Suelen aplicarse en las articulaciones comprometidas por la artritis para disminuir una sustancia que comúnmente se encuentra en las terminaciones nerviosas y que envía las señales de dolor al cerebro.

8- Opioides y demás analgésicos fuertes: este tipo de fármacos se emplea para calmar el dolor severo o intenso, en tratamientos a corto plazo.

En el caso de la morfina y la codeína, prescrita para el dolor moderado o grave, estas disminuyen el dolor al inhibir las señales que producen el mismo, cuando van camino al cerebro.

9- Relajantes musculares: encargados de disminuir el tono muscular afectando por ende la función del músculo esquelético.

En el caso de los tratamientos para la artritis reumatoide se prescriben con la intensión de reducir los espasmos musculares que envían señales de dolor.

Sin embargo, su uso es muy discutido y en todo caso solo pueden ser indicados por breves lapsos de tiempo. Algunos de los mas empleados son:

  • Ciclobenzaprina
  • Carisoprodol

10- Bloqueadores nerviosos: son productos inyectables que entre sus componentes incluye algún fármaco anestésico y que suelen aplicarse justo en el lugar del dolor.

Permite el alivio de dolores en tendones, nervios, ligamentos y músculos.

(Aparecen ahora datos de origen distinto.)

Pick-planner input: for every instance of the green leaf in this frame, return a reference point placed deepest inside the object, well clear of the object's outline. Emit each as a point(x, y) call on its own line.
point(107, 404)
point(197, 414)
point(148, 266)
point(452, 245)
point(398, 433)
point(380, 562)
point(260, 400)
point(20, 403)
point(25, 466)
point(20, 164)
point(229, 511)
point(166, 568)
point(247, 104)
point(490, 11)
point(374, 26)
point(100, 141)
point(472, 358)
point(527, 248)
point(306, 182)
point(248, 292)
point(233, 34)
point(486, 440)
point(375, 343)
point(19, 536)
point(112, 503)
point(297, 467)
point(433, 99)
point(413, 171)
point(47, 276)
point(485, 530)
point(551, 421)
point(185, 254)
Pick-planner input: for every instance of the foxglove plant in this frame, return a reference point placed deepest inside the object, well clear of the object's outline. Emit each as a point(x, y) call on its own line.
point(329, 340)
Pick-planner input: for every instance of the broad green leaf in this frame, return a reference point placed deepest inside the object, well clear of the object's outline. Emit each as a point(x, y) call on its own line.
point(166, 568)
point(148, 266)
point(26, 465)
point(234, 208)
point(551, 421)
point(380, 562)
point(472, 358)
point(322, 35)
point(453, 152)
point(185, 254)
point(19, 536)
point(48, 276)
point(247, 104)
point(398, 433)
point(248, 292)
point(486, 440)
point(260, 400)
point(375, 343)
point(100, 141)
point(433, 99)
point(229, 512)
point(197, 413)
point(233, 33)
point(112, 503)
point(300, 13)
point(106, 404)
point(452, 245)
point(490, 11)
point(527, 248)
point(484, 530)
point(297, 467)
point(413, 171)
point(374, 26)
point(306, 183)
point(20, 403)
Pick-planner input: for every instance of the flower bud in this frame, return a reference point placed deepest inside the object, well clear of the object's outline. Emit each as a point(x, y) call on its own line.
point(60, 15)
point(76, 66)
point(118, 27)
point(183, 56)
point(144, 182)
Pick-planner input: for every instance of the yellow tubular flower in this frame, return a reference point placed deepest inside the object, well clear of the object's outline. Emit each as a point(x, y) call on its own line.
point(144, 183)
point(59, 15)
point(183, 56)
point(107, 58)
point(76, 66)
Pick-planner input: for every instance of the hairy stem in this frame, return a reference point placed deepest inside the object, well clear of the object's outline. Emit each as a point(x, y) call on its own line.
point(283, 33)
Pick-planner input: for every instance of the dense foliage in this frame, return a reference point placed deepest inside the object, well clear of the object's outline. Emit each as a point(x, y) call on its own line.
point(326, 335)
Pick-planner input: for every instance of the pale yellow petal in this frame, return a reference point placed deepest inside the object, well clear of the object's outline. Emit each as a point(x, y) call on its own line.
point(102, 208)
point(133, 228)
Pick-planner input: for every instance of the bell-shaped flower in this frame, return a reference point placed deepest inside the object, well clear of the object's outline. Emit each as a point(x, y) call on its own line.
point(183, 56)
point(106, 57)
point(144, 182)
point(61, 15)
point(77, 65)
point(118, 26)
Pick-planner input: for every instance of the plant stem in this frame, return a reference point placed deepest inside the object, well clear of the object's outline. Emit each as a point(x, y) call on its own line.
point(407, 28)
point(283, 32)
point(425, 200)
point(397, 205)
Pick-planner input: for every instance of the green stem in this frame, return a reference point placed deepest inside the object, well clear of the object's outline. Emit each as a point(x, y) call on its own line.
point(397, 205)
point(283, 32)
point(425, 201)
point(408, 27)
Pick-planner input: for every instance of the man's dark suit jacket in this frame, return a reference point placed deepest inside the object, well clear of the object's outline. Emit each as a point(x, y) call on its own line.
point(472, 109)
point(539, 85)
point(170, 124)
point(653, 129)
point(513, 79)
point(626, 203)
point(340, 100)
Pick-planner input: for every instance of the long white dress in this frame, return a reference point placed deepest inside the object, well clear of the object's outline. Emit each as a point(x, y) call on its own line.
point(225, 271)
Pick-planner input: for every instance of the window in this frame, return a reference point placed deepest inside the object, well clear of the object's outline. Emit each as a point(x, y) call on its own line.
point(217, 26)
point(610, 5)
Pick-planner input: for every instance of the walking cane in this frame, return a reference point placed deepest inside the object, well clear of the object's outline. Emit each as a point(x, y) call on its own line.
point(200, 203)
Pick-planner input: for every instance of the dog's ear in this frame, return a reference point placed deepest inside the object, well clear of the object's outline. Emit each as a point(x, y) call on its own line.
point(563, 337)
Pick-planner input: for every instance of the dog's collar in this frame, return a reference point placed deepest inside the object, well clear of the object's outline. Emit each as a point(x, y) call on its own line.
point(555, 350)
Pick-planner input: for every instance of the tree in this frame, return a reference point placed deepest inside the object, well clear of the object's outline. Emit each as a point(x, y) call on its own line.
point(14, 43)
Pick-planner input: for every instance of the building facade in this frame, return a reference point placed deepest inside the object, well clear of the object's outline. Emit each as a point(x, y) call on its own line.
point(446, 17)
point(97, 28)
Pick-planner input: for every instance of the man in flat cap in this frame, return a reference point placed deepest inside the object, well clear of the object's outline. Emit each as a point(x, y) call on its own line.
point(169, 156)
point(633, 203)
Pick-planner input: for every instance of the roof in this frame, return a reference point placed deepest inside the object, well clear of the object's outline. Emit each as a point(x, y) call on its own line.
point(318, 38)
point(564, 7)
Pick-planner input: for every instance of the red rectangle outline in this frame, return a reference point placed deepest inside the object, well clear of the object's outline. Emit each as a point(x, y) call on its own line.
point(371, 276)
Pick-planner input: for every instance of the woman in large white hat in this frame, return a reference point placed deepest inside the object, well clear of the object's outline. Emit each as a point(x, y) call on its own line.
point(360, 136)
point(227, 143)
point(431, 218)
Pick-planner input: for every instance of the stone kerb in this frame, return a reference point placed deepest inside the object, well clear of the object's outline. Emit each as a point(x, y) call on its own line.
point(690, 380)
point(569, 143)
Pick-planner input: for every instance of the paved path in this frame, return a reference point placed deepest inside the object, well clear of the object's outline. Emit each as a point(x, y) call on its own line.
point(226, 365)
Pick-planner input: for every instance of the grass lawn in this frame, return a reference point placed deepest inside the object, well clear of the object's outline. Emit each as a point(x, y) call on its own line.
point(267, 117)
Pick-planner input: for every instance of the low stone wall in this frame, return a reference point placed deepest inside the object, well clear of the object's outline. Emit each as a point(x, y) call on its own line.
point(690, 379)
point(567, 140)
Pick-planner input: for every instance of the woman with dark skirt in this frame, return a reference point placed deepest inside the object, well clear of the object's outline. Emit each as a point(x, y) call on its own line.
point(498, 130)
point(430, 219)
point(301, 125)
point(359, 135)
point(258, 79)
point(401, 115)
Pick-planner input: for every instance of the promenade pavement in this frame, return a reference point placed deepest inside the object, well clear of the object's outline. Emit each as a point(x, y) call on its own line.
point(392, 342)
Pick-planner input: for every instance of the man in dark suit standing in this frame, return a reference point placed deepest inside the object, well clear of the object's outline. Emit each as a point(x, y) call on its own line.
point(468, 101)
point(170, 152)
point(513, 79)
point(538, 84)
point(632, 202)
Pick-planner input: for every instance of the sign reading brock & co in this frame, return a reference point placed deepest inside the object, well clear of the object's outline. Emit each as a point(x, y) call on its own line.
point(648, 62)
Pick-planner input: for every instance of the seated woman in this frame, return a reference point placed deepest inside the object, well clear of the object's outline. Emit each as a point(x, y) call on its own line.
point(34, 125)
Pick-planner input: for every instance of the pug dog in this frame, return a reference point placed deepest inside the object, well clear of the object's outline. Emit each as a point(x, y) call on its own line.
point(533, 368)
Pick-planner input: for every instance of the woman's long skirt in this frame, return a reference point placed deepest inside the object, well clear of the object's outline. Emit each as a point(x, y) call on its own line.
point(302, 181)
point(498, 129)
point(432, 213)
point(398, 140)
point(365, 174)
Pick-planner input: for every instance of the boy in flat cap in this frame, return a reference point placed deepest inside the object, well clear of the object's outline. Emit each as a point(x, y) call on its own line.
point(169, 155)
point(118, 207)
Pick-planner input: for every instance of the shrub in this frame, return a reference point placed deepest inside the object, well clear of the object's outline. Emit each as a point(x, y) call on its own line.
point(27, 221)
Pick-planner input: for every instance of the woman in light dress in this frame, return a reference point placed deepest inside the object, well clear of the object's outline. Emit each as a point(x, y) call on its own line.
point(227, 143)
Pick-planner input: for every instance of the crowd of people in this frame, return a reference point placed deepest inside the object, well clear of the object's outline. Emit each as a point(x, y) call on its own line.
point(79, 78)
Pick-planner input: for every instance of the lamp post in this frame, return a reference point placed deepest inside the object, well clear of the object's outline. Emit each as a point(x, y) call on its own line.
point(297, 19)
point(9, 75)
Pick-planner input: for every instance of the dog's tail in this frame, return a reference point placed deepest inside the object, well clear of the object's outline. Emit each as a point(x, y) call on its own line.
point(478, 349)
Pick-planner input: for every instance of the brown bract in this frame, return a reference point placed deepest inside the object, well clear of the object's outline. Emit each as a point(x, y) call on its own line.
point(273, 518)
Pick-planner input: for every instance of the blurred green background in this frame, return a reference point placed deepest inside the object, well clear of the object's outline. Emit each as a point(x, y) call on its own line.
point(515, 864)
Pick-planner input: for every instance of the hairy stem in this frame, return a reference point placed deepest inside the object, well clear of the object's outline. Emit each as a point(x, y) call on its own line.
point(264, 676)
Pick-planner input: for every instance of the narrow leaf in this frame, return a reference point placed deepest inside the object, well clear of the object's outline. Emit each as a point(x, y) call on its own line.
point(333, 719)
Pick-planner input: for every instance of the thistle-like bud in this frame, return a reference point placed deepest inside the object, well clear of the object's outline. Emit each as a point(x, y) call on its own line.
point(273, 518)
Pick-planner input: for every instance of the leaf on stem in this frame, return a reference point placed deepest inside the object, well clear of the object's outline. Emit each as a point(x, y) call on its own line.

Su acción es por tiempo limitado y no representan un tratamiento apropiado para controlar el dolor a largo plazo.

11- Anticonvulsivos: empleado para controlar y tratar las convulsiones, estos medicamentos en la actualidad también se pueden prescribir para el alivio de ciertos tipos de dolor.

Es posible que se prescriba para casos como la distrofia de los nervios o distrofia simpático refleja, fibromialgia, dolor en las terminaciones nerviosas asociado con herpes o culebrilla y con diabetes.

Algunos de estos medicamentos son: la gabapentina, la pregabalina, la carbamazepina.

Relajantes musculares para el dolor en la artritis reumatoide

En el caso del tratamiento para esta afección con relajantes musculares, la intención es:

-Disminuir el dolor, la rigidez articular, mejorando así la movilidad.

-Tratar la ansiedad que causa este tipo de dolencias y además estimular el sueño.

Sin embargo, su uso es muy discutido, pues existe poca evidencia de que los relajantes musculares sean efectivos para el alivio del dolor y la rigidez de las articulaciones.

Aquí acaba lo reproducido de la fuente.